We previously covered HPL’s new issuance here: Hotel Properties Limited announces SGD 5Y senior unsecured notes at IPG of 4.650%
Core operations remain resilient
Consequently, after accounting for lower net fair value gains in investment properties of S$31.4m (FY2024: S$96.6m), the group recorded a loss for both its pre-tax and post-tax income of -S$38.9m and -S$56.5m, respectively, marking a turnaround from profitability in FY2024.
That said, we note that the group’s core operating performance remains stable. EBITDA (less net fair value gains) remained flat at S$132.6m (FY2024: S$128.5m), while net operating cash flow (OCF) rose 10% YoY to S$162.5m for FY2025 (FY2024: S$147.5m). This divergence in reported losses compared to cash generation and EBITDA is mainly due to non-cash items such as depreciation (S$94.7m) and fair value loss on the group’s investments (S$16.3m). In our view, the group’s operations remain resilient.
Credit Profile
Looking ahead, HPL has S$42.8m in borrowings coming due over the next year, a figure that is comfortably covered by the group’s cash on hand and its OCF. Therefore, we see little risk in the group being unable to meet its current obligations. We also highlight that the group recently increased its debt issuance programme limit to S$2.0b, which gives HPL the option to tap the bond market, if necessary.
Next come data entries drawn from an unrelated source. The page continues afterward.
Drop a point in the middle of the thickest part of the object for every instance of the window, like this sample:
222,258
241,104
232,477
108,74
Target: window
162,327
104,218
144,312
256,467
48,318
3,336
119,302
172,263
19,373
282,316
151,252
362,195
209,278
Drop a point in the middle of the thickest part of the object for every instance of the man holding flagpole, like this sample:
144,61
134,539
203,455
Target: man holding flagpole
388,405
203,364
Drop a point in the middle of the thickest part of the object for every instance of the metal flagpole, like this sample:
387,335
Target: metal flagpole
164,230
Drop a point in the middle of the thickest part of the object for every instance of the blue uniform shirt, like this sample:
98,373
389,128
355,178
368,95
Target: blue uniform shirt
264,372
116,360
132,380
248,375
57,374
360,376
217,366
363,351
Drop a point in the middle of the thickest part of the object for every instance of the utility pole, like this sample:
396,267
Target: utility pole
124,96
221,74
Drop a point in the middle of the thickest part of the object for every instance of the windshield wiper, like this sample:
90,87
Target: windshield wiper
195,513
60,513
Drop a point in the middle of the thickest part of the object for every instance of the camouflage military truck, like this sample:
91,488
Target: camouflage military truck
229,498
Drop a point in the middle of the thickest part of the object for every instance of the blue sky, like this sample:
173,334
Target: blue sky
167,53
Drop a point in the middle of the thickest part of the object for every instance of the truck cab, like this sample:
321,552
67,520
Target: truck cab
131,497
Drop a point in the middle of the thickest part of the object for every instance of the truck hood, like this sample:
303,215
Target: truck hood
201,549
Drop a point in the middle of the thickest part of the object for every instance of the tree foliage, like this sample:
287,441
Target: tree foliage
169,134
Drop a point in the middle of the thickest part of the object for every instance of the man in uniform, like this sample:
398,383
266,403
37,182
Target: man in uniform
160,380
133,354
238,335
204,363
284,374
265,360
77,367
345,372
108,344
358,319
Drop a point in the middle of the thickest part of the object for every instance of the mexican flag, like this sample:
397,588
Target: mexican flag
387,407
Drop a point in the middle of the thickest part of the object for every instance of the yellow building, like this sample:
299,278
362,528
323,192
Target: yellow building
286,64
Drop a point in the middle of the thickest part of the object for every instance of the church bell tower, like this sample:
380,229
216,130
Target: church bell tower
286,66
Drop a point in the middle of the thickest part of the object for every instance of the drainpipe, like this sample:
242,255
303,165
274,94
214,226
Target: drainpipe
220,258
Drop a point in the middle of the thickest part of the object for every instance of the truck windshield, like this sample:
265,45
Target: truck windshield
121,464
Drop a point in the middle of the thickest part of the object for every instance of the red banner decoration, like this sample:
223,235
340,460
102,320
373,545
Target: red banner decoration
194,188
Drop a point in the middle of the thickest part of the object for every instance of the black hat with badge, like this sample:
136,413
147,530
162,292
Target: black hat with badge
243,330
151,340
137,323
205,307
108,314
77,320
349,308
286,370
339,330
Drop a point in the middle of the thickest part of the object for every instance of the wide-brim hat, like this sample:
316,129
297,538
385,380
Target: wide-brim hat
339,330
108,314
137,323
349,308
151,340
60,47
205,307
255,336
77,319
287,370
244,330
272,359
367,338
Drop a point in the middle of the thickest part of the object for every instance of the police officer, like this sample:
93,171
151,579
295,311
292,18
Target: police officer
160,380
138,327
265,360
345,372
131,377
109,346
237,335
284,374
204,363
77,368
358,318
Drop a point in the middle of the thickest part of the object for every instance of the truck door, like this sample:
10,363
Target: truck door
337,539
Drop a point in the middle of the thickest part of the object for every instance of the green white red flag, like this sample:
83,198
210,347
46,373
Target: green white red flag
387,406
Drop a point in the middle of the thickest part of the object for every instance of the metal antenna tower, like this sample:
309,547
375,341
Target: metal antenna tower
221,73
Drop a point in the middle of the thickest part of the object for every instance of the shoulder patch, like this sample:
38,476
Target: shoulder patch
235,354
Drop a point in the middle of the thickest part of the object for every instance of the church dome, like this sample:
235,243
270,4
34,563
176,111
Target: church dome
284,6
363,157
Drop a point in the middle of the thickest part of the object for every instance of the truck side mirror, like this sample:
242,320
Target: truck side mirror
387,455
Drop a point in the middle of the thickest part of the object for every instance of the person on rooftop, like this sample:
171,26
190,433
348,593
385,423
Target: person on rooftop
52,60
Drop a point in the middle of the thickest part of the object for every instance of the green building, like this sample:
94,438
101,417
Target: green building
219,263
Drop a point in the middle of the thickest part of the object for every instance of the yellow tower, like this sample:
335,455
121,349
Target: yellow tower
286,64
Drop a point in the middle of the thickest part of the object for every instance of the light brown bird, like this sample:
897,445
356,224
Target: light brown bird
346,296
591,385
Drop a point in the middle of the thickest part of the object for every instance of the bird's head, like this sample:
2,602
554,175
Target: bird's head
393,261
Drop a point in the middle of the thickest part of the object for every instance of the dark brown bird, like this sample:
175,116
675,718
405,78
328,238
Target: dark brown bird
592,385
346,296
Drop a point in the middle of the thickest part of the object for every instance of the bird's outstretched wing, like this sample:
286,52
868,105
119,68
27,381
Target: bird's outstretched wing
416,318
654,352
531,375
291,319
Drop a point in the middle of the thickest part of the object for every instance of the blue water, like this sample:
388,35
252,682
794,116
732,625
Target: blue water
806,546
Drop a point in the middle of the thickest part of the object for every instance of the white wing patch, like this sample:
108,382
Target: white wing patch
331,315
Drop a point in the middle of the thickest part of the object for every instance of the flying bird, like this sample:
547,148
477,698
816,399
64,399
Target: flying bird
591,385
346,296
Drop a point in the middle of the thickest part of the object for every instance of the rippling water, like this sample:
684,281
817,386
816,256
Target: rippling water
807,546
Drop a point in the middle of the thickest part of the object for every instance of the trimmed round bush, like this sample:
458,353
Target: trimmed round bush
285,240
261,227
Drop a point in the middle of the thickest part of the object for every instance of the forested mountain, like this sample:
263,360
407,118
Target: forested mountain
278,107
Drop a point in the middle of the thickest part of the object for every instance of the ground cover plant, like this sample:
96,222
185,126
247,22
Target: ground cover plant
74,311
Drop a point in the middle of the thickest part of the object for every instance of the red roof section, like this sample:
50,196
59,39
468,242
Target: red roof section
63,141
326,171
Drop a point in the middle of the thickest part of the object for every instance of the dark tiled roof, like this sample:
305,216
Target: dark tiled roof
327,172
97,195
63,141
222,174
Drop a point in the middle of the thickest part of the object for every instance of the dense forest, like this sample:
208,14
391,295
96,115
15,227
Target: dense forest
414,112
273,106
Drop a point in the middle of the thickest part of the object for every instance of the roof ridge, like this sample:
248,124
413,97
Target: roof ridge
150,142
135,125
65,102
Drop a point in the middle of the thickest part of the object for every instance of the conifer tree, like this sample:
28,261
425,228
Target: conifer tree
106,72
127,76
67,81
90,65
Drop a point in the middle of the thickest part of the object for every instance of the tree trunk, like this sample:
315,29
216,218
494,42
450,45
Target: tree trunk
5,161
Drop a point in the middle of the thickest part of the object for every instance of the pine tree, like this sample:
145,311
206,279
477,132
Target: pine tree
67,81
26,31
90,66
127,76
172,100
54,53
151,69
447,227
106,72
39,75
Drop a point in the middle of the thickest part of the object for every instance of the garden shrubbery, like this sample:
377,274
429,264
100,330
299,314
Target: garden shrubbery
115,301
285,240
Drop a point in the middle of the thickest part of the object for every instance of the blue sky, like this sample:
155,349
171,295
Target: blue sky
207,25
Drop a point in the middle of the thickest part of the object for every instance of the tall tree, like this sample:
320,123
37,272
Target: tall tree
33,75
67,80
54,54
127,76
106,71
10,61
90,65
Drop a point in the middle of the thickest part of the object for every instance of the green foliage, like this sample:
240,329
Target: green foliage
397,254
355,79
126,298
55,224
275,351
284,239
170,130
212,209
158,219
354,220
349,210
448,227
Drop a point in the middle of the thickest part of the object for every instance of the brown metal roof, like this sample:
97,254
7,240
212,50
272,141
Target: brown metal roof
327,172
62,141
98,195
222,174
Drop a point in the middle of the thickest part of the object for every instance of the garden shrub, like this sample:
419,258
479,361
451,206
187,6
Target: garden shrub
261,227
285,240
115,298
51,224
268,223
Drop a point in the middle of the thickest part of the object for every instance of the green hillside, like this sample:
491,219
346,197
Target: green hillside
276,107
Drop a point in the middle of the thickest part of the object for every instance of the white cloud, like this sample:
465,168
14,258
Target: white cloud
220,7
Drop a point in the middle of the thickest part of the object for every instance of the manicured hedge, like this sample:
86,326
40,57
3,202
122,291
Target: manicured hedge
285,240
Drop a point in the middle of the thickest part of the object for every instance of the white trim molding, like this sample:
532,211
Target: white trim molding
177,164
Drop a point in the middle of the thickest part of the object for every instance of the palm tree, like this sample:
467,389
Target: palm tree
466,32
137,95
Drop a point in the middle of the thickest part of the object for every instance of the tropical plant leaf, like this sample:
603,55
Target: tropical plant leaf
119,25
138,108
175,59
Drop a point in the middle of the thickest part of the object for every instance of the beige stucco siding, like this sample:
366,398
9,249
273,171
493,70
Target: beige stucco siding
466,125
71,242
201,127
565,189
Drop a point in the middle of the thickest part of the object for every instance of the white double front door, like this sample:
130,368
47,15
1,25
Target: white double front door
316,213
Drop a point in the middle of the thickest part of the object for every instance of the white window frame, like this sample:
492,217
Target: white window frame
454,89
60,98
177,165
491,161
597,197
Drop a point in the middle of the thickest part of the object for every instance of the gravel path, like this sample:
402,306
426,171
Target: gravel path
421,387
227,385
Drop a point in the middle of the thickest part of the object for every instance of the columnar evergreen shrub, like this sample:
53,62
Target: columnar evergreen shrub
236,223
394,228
Overall, HPL’s credit profile remains highly levered, which is something investors should consider. Any softening in the group’s operations and liquidity profile, which is a possibility as travel demand might soften given the recent escalation in the Middle East, would further worsen the group’s credit metrics and credit profile.
Table 1: Peer Comparison
|
Issue |
Issuer |
Ask Price |
Yield to Worst (%) |
Years to Call |
|
HPLSP new perp issue |
Hotel Properties Limited |
100.00 |
4.60% |
5.00 |
|
Hotel Properties Limited |
105.18 |
3.95% |
3.62 |
|
|
AIMS APAC REIT |
101.24 |
4.00% |
5.48 |
|
|
CapitaLand Ascott REIT |
103.60 |
3.42% |
5.03 |
|
|
ESR-REIT |
105.99 |
4.11% |
4.01 |
|
|
Standard Chartered PLC |
100.30 |
4.12% |
5.33 |
|
|
Data as of 18 March 2026. Source: Bondsupermart, iFAST compilations. |
||||
Overall, HPL’s credit profile remains stable, albeit still levered. Our analysis below uses the 4.60% IPG as the reference, though the final price guidance (FPG) is likely to come in below it.
In Table 1 above, we compare this new issuance with existing outstanding SGD perpetuals with a similar year-to-call. At a 4.60% yield, this new issue provides roughly 70bps of yield pickup compared to its outstanding perpetual. Compared to other outstanding SGD perpetuals, this 4.60% yield is decently attractive, even after accounting for the FPG to come in below the 4.60% IPG level. We note that the implied reset spread of HPL (roughly 3.79%) is higher than ESR-REIT (3.51%) and AIMS APAC REIT (2.59%).
Overall, we think this new perpetual offers decent income and could be suitable for investors who are comfortable with a slightly more levered issuer.
Declaration: At the time of publication of this report, IFPL (via its connected and associated entities) holds STANLN 4.300% Perpetual Corp (SGD) and the analyst who produced this report hold NIL positions in the abovementioned securities. This research report was prepared with the assistance of artificial intelligence (AI) tools. iFAST Financial Pte Ltd does not rely exclusively on AI for content generation; the content of this report – including all investment theses, ratings, price targets and conclusions – has been independently reviewed and verified by the research analyst(s) to ensure accuracy and professional integrity.